3. What do I need to do now to process my feelings?: Did we have a misunderstanding and another conversation needs to take place? Do I need to take space and cool off? Do I see something I should change or apologize for? Do I need to express what my feeling and fears are to feel understood and respected? Should I just accept the feeling and let it pass before moving on to the next issue at hand?
This whole process can take over a week before I feel ready and prepared to discuss my feeling, wants, needs, and expectations. This can be difficult in a world that demands immediate responses, opinions, or decisions. Sometimes I have to make choices without having that time to reflect, and it is okay to change my mind or tell someone that I really didn’t want to do X, Y, or Z. This spring, I am hoping to make two simple changes that will allow me the time and skills I need to work through my emotional processing. Those changes include more communication and expression. Specifically, communicating the fact that I need more time to discuss or process feelings and situations, as well as increasing my emotional literacy using an Emotion Wheel.
This may seem like an insignificant step or change, but for me it has been making all the difference. I have displayed an emotion wheel in my chiropractic room that helps me choose what feeling I am having. This allows me to better express myself and what I am really feeling. It is hard telling someone how you feel when you only know about “happy, mad or sad”. I am used to answering the question “How are you feeling?” with a sensation and not an emotion. Answering with “I am tired”,”I am hungry”, or “I am cold” are all sensations and NOT emotions. I have had to learn to answer with “I am feeling weary and deflated today”. “I am disgruntled and annoyed with paperwork”, or “I am feeling energetic and happy”. Learning to use my Emotion Wheel has helped me communicate my feeling more clearly which has lead to less conflict and more understanding from the people around me.
I have also began communicating that I need more time to process feelings. When my husband asks me, “What do you want to do after work?”, I used to default to “I don’t care, whatever you want”. This was solely because I haven’t thought about it yet and I assume he needed and answer right away. Instead, I can say “You know, I haven’t given it a lot of thought. Let me take a few minutes and think about what I want to do”. If I am having a difficult conversation with a friend and they ask me, “Well what am I supposed to do about that?”, if I don’t have to have an answer right away, I can ask for a few minutes to think about it or ask for a break from the conversation. People in your life who care about your feelings will allow you space to process your feelings (read that again if you need to!).
So this spring, I am aiming to improve my emotional intelligence, emotional literacy, and emotional expression. I am aiming to communicate clearly and confidently. I am hoping that this will allow me to know myself better and increase my happiness and joy with everyday. Too often when we are unhappy, we look at what we can change in our environment instead of what we should change within.
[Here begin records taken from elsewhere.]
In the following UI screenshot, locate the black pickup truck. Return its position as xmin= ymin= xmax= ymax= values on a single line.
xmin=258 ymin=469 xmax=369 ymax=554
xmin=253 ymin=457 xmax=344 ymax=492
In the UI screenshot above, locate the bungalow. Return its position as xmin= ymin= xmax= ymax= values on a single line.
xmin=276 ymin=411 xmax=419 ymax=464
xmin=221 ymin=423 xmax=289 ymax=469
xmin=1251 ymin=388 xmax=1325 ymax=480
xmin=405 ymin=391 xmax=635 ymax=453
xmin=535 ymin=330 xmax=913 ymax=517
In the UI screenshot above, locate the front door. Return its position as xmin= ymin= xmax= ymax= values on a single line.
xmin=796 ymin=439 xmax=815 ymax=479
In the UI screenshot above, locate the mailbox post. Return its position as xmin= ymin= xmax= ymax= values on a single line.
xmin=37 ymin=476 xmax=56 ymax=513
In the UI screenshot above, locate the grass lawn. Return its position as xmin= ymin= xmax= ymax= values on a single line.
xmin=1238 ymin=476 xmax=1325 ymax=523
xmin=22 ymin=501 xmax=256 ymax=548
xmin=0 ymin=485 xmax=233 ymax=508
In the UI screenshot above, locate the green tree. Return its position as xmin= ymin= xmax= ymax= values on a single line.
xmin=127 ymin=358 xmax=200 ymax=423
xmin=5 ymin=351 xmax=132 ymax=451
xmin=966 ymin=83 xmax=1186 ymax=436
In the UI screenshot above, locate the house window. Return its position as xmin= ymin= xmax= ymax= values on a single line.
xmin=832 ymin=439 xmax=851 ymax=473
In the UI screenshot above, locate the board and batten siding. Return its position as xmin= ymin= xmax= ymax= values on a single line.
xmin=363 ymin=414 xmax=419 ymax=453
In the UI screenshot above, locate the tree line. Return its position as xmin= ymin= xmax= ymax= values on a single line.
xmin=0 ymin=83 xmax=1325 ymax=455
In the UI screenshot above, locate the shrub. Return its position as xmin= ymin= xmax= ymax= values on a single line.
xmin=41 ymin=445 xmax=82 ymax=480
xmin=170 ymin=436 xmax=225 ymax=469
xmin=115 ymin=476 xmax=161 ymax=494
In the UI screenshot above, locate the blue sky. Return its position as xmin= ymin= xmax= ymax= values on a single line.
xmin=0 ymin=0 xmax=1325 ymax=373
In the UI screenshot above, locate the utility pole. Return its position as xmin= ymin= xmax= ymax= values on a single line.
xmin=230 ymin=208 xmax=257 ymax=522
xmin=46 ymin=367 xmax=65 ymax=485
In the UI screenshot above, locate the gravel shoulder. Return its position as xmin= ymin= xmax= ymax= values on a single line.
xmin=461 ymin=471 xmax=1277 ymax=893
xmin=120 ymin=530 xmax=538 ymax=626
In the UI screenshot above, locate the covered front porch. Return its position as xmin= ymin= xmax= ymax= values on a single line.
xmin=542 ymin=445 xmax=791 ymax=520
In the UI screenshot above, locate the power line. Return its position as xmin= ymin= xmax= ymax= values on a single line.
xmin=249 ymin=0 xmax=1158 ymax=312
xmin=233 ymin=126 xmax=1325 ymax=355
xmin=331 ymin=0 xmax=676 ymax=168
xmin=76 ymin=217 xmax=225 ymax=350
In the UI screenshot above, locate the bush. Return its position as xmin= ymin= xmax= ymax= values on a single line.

As we watch the daffodils and tulips pop up out of the ground, hopefully you think about what you need to grow happy, healthy, and strong. Just like a flower needs sunlight, water, soil, and air, so too do we need love, compassion, rest, and empathy! Whether you are jumping into spring or just taking a small hop, be proud of the changes you make. Think about what Spring changes could look like for you, and don’t be afraid to hold space in your life for those changes. Implementing change is always a challenge, but as long as you allow yourself the space and time to grow, your goals will be within your reach!